The fact that Synchronised had thrown jockey A P McCoy prior to the race, and gone on a trot a mile around the track beforehand, led inevitably to vile tweets towards McCoy for having carried on with the race. The joy of hindsight from many who know sod all about racing, and wouldn't even have known the horse existed before the event, is more than depressing.
It means more headaches for Aintree and more fixes will be made but, as we know very well here, none of them will appease those who just want to see the event abolished.
It's telling that of the list of fatalities in the race's 170 year history, half have occurred since the 1970s. This coincides with the period where we stopped worrying about how to feed ourselves, make sure the kids were educated properly, and that we had clothes on our backs. The time when full-time worriers began to occupy the extra leisure time we were afforded, using the improved media we could all now see on TV instead of in laborious print.
Since then, tweaks and 'safety improvements' have continuously been made, but the fatalities have increased rather than been eradicated. The two deaths today both happened at Becher's Brook - a fence previously known as fearsome due to its big unseen drop - which had been levelled off prior to this year's race.
Risk compensation has been up to its usual mischievous tricks, it would seem.
Race horses were looked after far worse in the past than they are now, and the fences were incredibly more hazardous than they are now. Yet fatalities are increasing, simply because the risks are reduced so more chances are taken. It's counter-intuitive, but those who claim to care about the welfare of the horses will never seemingly look at the statistics and try a different approach.
There are two reasons in my opinion. Firstly, there's probably the usual class motivation behind much of the heart-bleeding. The sport has always been regarded by many as a preserve of the rich, and served by those evil bookies who want to steal money from people, despite their not being forced to give it to them. It wasn't long before a 'hilarious' tweet was circulated widely advocating similar hazards - floating mines actually - to be placed in front of the University Boat Race crews, presumably in an attempt to conflate two sporting events linked to those who are envied as better off.
Secondly, it's our entire modern attitude to risk itself, and the same ignorance of benefits which we see in other subjects discussed here.
Nothing except total prohibition will ever be risk free. Even if the fences were taken away from the Grand National entirely, there would still be the risk of fatalities due to the exhausting distance of the race, and it would destroy the spectacle and therefore the event itself. So if one truly wants to eradicate these deaths, your only option is a ban, which is the stated position of some.

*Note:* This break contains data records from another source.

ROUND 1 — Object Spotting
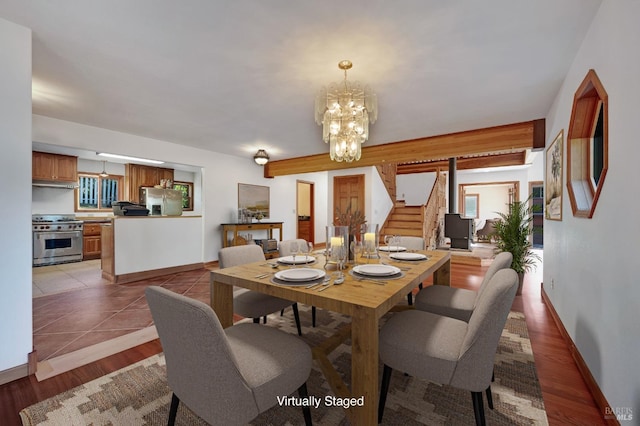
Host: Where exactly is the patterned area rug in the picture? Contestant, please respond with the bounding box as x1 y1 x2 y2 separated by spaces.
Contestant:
20 305 548 426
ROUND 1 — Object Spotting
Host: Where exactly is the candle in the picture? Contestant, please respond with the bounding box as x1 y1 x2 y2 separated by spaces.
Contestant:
364 232 376 253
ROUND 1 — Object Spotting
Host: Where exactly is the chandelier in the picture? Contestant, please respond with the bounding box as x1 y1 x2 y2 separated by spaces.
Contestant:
316 60 378 162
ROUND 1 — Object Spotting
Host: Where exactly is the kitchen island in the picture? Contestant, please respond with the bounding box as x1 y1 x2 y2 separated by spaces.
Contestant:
102 216 203 284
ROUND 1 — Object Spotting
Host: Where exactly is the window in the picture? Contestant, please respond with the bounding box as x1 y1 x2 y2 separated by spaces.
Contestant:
464 194 480 219
173 182 193 210
76 173 122 211
567 70 609 218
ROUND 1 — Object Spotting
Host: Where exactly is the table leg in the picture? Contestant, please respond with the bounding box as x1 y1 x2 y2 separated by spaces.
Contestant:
433 259 451 286
350 307 379 425
210 273 233 328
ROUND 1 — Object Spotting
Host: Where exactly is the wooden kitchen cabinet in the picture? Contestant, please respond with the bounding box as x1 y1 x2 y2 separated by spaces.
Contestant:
82 222 102 260
125 164 173 203
31 151 78 183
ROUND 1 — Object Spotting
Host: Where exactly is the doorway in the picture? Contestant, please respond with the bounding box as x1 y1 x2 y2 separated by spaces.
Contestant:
331 175 364 218
296 180 315 243
529 181 544 248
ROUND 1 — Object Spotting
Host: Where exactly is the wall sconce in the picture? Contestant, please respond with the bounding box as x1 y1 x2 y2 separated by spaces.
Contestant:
253 149 269 166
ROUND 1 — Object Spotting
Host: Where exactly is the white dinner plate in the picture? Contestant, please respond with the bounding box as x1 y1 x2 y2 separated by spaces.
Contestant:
278 256 316 265
274 268 325 281
379 246 407 251
353 264 401 277
389 252 427 260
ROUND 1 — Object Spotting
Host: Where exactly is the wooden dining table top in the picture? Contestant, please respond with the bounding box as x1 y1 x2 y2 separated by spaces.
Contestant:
212 250 451 322
211 250 451 425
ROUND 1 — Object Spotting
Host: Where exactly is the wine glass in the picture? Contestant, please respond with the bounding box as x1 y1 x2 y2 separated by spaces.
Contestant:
289 241 299 268
336 244 347 278
351 238 363 266
384 235 394 251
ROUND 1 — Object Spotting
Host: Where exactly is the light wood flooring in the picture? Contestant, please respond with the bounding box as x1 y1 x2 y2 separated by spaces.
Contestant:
0 258 605 426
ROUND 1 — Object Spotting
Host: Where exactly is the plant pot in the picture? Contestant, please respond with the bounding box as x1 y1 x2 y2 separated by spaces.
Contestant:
516 272 525 295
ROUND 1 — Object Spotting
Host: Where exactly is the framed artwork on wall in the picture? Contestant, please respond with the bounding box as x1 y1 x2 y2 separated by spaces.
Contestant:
544 129 564 220
238 183 269 219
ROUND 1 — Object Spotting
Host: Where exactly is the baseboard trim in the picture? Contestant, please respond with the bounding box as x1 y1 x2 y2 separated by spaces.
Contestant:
540 283 620 426
109 263 204 284
0 363 29 385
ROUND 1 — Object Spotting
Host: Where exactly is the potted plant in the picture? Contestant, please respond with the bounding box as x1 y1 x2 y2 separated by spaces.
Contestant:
333 205 367 260
493 199 541 294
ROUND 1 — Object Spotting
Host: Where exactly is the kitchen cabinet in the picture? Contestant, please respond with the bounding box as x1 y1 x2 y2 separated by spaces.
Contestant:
125 164 173 203
31 151 78 183
82 222 102 260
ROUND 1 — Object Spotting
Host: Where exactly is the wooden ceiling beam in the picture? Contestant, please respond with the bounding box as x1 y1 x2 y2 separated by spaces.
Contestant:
264 119 545 178
396 151 527 175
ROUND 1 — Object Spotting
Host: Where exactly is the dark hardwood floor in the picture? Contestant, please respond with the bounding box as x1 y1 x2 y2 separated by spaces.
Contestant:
0 264 605 426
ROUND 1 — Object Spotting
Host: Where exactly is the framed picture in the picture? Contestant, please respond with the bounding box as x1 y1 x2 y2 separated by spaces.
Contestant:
544 130 564 220
238 183 269 219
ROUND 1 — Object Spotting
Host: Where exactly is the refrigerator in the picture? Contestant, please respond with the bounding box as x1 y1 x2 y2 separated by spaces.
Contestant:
140 187 182 216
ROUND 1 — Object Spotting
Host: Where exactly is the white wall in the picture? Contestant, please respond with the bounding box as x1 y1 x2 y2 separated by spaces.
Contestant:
396 173 436 206
544 0 640 412
0 18 33 374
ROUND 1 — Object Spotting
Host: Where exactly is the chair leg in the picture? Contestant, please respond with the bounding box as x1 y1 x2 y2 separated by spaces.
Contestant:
485 385 493 410
298 382 313 426
311 306 316 327
378 364 393 423
167 393 180 426
291 303 302 336
471 392 486 426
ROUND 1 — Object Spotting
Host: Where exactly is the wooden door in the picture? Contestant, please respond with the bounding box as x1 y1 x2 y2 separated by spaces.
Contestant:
296 180 315 243
332 175 365 222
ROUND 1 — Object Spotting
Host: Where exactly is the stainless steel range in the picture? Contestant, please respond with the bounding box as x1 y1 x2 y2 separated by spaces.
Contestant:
32 214 82 266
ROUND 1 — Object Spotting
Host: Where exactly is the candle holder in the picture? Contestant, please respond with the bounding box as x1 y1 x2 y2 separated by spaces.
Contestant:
362 223 380 259
324 226 349 270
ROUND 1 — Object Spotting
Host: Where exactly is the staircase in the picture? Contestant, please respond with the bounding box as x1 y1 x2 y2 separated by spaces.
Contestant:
381 202 422 237
380 172 446 249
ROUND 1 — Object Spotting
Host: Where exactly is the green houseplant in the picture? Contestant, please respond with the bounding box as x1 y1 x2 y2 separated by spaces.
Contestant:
494 199 541 294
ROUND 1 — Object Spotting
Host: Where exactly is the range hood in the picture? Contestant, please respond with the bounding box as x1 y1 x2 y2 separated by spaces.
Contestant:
31 181 78 189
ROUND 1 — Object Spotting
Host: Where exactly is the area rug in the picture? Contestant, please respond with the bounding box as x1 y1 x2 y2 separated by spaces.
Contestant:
20 306 548 426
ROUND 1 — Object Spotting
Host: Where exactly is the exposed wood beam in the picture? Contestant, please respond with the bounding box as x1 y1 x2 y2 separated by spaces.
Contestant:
264 119 544 178
396 151 527 175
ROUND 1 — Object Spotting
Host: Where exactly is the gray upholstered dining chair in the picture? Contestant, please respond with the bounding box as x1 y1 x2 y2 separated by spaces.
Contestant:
378 269 518 425
397 235 427 250
415 251 513 321
396 235 427 305
278 238 309 257
218 244 302 336
145 286 311 425
278 238 316 327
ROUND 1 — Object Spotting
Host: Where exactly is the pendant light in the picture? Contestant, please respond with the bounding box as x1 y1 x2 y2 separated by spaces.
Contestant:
100 161 109 177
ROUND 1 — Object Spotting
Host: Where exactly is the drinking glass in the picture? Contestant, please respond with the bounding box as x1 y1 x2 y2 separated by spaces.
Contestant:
351 238 362 266
289 241 299 268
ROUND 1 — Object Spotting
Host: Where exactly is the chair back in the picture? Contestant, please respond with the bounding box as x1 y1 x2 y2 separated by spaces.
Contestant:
476 251 513 304
450 269 518 392
398 235 427 250
145 286 259 424
218 244 266 269
278 238 307 257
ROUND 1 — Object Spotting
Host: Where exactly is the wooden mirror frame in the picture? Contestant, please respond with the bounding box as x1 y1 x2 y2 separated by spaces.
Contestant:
567 69 609 218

If you're happy with that, fine. But the loss of enjoyment and financial benefit that the Grand National gives to the nation would be lost forever. Another bit of colour erased from the calendar of already over-populated grey and depressing days.

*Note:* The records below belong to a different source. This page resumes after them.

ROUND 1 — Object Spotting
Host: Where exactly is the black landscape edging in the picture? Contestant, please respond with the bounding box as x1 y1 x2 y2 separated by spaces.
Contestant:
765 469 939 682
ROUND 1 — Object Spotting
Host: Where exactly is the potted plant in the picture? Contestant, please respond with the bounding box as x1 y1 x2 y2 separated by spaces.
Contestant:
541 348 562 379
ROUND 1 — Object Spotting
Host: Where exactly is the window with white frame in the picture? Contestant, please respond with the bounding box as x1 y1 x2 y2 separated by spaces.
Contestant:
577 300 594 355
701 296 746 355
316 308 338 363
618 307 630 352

Yet again, we're pandering to a vocal minority, many of whom have no care about those who enjoy the race simply because they don't particularly care about it themselves. They're not affected, but want it banned anyway.

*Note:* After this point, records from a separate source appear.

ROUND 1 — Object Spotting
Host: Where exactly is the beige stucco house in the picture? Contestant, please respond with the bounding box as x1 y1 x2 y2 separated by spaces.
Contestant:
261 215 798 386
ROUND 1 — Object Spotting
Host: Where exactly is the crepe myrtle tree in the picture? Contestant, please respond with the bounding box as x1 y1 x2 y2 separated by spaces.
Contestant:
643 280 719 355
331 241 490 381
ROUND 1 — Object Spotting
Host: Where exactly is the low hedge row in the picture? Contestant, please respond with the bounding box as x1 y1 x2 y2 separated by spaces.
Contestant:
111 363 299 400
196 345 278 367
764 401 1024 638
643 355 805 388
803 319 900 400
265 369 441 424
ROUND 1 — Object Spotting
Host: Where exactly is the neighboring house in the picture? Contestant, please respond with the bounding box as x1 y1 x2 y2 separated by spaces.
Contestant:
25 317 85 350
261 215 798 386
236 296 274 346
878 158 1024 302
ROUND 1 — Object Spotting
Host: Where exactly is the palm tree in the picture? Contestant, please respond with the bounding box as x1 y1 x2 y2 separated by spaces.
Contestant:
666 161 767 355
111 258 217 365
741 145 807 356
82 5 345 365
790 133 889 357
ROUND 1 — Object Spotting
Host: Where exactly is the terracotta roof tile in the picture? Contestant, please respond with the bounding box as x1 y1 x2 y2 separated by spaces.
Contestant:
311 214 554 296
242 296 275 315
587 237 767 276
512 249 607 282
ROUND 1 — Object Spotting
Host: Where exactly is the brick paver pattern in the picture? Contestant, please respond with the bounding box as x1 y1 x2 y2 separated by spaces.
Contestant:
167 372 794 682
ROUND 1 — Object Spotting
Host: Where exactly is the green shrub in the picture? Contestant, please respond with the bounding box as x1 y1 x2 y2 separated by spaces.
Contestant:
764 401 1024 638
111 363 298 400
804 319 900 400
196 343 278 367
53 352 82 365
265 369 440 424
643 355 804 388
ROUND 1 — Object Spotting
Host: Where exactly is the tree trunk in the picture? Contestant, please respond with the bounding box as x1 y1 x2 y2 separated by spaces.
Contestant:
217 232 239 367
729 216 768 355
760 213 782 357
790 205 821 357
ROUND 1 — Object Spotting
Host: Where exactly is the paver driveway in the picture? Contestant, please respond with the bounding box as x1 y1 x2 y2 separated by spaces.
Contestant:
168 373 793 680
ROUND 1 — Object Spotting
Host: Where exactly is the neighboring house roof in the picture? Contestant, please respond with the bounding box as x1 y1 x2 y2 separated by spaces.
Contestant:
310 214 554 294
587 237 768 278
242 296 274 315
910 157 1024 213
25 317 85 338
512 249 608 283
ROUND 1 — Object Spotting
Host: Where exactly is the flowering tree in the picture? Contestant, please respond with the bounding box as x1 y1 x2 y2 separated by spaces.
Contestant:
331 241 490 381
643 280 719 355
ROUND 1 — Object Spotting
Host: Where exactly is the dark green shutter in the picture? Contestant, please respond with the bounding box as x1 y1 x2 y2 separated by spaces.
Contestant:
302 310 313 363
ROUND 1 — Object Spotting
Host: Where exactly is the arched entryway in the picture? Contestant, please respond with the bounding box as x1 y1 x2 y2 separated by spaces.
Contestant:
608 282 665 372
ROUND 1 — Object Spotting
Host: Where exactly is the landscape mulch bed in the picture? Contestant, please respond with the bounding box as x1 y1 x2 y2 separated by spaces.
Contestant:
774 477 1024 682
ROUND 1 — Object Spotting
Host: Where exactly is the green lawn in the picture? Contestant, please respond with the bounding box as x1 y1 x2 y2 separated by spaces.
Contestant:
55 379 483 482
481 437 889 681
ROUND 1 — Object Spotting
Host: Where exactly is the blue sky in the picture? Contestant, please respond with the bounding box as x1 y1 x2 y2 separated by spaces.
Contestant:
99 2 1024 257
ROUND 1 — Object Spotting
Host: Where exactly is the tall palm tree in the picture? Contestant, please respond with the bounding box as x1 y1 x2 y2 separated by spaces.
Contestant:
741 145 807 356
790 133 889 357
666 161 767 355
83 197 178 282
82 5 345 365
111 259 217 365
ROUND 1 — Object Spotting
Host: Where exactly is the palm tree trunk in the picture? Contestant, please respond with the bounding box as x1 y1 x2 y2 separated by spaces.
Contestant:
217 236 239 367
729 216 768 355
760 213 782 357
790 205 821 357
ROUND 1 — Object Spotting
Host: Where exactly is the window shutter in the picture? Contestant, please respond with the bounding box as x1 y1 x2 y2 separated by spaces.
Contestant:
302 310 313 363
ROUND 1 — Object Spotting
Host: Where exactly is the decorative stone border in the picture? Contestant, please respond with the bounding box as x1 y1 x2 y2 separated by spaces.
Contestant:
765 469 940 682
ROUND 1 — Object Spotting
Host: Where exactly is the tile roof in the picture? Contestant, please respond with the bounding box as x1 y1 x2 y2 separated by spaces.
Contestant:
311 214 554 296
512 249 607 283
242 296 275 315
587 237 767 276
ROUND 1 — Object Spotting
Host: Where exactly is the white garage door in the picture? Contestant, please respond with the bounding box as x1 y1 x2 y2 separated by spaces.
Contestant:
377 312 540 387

It says everything about the BBC led debate that they did so by way of repeatedly quoting their darling Ricky Gervais. It was the best way to get it aired as an unbiased piece. They omitted to point out that he objected personally, but was not of the opinion that it should be banned because of that.
Sadly, we have a nation now which is not as intelligent. Instead, it wants everything banned of which it disapproves, and in the pursuit is willing to block out all advantages and benefits without seeing that such crass stupidity is advancing the blandness of everyone's life as a result.